Article by The Canadian Press via Global News
As provinces begin drafting laws for the control and sale of cannabis on their territories, a case that the Supreme Court of Canada will hear in a few weeks threatens to derail their plans.
Ontario and Quebec, for instance, want to create provincial cannabis monopolies. As a consequence, Quebecers and Ontarians would be prohibited from mail-ordering recreational cannabis from licensed producers outside their home province or buying pot from anyone other than their provincial government.
But on Dec. 6, the Supreme Court begins hearing arguments in a case that could mean the end of state-run monopolies as they apply to another favourite Canadian vice: alcohol.
If the justices rule in favour of a New Brunswick man fighting against provincial liquor monopolies, the decision will almost certainly trigger lawsuits across the country seeking to dismantle similar government-run corporations for marijuana, according to legal and trade experts.

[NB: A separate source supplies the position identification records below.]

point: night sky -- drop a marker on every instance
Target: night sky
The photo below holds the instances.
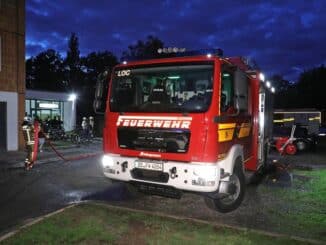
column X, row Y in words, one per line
column 284, row 37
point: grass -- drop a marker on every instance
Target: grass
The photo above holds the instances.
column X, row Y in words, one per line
column 302, row 208
column 97, row 223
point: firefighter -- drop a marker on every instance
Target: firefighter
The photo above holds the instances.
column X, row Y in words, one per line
column 91, row 126
column 30, row 133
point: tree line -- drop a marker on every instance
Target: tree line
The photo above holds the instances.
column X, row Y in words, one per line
column 48, row 70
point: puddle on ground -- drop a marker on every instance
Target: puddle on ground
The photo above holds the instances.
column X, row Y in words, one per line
column 115, row 192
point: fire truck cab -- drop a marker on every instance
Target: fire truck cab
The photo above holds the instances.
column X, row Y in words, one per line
column 186, row 123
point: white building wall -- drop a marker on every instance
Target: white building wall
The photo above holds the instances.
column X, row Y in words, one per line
column 69, row 115
column 12, row 119
column 69, row 107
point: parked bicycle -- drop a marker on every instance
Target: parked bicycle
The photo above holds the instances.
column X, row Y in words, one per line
column 81, row 136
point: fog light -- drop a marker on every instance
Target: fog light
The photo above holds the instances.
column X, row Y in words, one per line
column 206, row 172
column 107, row 161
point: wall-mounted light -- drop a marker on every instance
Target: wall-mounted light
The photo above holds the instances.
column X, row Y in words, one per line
column 48, row 106
column 273, row 90
column 268, row 84
column 72, row 97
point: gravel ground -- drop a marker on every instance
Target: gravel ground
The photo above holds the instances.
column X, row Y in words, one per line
column 256, row 211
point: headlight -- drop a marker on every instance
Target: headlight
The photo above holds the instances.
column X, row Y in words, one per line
column 206, row 172
column 107, row 161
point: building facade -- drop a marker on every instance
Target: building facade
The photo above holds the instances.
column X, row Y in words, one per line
column 12, row 73
column 48, row 105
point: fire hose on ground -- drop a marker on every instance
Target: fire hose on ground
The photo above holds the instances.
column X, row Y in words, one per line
column 32, row 147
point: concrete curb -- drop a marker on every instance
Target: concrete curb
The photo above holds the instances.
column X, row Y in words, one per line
column 181, row 218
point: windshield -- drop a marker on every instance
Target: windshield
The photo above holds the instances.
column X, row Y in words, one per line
column 182, row 88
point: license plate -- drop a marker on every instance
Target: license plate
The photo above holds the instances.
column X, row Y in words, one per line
column 156, row 166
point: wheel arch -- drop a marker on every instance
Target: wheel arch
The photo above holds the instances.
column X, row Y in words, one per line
column 228, row 163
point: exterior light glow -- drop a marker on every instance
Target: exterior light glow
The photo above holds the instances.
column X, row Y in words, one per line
column 72, row 97
column 174, row 77
column 170, row 50
column 273, row 90
column 48, row 106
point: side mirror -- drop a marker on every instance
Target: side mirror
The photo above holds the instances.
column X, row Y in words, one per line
column 240, row 91
column 101, row 92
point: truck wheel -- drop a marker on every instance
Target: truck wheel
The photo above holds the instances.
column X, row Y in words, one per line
column 230, row 202
column 301, row 145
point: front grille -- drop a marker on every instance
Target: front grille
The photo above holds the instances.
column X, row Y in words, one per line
column 150, row 175
column 160, row 190
column 157, row 140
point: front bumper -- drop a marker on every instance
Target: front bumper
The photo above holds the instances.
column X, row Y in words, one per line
column 192, row 176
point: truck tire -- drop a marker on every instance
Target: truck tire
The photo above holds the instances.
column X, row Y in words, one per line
column 301, row 145
column 230, row 202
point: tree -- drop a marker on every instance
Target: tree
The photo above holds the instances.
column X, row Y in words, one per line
column 311, row 88
column 92, row 65
column 95, row 63
column 308, row 92
column 280, row 83
column 143, row 49
column 46, row 72
column 72, row 62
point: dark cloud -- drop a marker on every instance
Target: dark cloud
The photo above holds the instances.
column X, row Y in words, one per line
column 284, row 37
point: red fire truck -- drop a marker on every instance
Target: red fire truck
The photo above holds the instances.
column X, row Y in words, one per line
column 191, row 122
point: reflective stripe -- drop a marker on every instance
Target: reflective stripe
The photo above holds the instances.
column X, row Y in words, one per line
column 225, row 131
column 244, row 130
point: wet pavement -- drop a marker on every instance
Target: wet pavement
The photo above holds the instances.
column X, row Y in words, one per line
column 50, row 185
column 53, row 184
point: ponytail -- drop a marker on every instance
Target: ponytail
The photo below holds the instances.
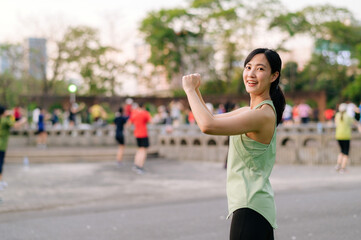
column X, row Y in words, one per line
column 278, row 100
column 276, row 93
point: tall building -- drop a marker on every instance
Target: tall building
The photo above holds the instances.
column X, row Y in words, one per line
column 37, row 57
column 11, row 59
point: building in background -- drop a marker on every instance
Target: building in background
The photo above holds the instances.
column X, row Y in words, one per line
column 12, row 59
column 36, row 59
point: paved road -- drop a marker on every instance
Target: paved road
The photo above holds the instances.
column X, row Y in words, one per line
column 174, row 200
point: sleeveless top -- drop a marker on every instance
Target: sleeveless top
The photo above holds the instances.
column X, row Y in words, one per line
column 249, row 166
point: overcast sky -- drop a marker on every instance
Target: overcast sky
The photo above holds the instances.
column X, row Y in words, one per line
column 20, row 19
column 23, row 18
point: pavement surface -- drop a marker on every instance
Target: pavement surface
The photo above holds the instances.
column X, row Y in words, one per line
column 38, row 192
column 45, row 185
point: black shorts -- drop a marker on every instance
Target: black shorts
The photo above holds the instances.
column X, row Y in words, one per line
column 345, row 146
column 120, row 139
column 143, row 142
column 2, row 160
column 249, row 224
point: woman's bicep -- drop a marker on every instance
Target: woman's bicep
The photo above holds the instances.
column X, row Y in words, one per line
column 232, row 113
column 243, row 122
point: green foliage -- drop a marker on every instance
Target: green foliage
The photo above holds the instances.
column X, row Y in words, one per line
column 353, row 90
column 214, row 87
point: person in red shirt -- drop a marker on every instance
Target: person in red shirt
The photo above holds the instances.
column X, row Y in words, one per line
column 140, row 118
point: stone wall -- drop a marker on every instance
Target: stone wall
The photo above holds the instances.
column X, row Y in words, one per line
column 311, row 144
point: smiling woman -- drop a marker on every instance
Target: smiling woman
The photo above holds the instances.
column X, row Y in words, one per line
column 252, row 145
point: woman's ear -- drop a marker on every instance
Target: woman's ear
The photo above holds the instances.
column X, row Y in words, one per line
column 274, row 76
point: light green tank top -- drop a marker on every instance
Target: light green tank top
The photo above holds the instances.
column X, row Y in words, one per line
column 249, row 166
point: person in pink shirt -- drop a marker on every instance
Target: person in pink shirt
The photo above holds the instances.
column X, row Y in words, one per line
column 304, row 112
column 140, row 118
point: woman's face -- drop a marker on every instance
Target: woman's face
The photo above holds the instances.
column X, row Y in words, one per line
column 257, row 76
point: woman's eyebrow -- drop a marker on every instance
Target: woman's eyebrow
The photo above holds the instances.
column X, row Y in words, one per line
column 258, row 64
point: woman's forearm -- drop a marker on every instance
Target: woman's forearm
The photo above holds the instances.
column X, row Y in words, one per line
column 200, row 111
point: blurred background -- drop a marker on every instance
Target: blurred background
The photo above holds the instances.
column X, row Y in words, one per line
column 141, row 48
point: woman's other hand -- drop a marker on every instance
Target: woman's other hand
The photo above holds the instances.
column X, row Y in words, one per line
column 191, row 82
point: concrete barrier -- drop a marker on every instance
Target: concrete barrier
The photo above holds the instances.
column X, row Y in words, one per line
column 311, row 144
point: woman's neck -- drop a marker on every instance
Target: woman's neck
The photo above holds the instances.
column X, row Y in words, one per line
column 255, row 100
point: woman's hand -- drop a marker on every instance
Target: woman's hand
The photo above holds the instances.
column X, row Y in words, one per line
column 191, row 82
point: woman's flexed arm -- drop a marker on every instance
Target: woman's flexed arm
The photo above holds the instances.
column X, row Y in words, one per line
column 237, row 122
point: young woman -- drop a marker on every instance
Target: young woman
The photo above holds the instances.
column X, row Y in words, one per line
column 252, row 148
column 343, row 136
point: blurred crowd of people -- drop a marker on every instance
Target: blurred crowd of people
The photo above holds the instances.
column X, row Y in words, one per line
column 303, row 113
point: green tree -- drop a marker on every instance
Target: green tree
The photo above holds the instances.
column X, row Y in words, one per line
column 82, row 53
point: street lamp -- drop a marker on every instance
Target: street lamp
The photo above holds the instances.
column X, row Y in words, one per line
column 72, row 88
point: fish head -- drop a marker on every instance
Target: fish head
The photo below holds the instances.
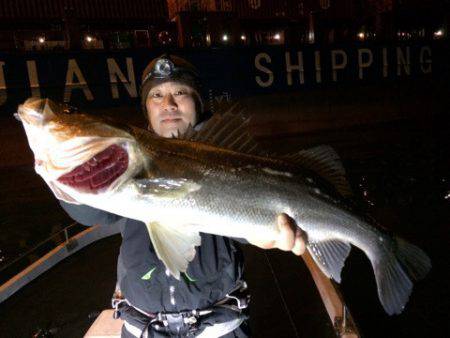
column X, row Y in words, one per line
column 78, row 154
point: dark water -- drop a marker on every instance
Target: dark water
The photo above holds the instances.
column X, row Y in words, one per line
column 398, row 169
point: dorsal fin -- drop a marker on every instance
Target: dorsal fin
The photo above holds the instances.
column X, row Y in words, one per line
column 324, row 161
column 228, row 130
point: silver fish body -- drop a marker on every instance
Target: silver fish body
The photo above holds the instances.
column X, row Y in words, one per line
column 213, row 183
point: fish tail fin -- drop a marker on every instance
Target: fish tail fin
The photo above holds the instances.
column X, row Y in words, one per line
column 329, row 256
column 175, row 247
column 394, row 274
column 415, row 261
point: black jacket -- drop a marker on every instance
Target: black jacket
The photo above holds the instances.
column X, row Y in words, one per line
column 215, row 270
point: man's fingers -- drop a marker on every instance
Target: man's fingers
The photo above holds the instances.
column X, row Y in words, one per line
column 286, row 236
column 299, row 244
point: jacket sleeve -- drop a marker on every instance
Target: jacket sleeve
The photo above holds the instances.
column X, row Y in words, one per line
column 240, row 240
column 89, row 216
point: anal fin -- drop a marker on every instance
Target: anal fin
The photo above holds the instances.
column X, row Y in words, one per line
column 175, row 247
column 330, row 256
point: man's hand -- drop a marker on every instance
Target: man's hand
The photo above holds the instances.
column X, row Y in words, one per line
column 290, row 237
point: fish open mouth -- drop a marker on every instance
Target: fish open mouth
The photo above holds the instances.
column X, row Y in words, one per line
column 99, row 172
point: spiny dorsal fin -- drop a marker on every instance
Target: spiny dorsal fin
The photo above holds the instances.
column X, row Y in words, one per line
column 228, row 130
column 326, row 162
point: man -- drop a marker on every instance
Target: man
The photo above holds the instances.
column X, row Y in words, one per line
column 208, row 300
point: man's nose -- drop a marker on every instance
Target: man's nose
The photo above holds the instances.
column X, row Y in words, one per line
column 169, row 103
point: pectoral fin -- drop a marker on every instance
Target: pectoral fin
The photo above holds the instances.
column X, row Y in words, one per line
column 330, row 256
column 175, row 247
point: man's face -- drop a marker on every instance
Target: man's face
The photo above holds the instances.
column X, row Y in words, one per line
column 171, row 108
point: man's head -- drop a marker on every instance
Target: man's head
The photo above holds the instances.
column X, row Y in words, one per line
column 170, row 95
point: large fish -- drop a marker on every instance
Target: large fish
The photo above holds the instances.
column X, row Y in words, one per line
column 213, row 181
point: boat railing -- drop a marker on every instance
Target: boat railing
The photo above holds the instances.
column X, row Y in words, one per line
column 35, row 261
column 54, row 238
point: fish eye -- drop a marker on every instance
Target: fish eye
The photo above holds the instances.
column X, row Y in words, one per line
column 155, row 95
column 180, row 92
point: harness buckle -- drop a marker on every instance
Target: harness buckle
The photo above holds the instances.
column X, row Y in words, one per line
column 176, row 322
column 240, row 296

“It would mean big changes — a more free and fair cannabis industry,” said Jack Lloyd, one of the lawyers representing marijuana activists who received intervener status in the Supreme Court case.
The case began in 2012, when the RCMP arrested Gerard Comeau on his return to New Brunswick after he had bought alcohol in Quebec.
He was fined for violating New Brunswick law, which limits the amount of booze that can be brought into the province from elsewhere in Canada.
Comeau contested the ticket, arguing Sec. 121 of the Constitution Act, 1867, mandates that all Canadian goods be admitted freely across the country.
His lawyers argued the fathers of Confederation wanted a single market for all products made in Canada.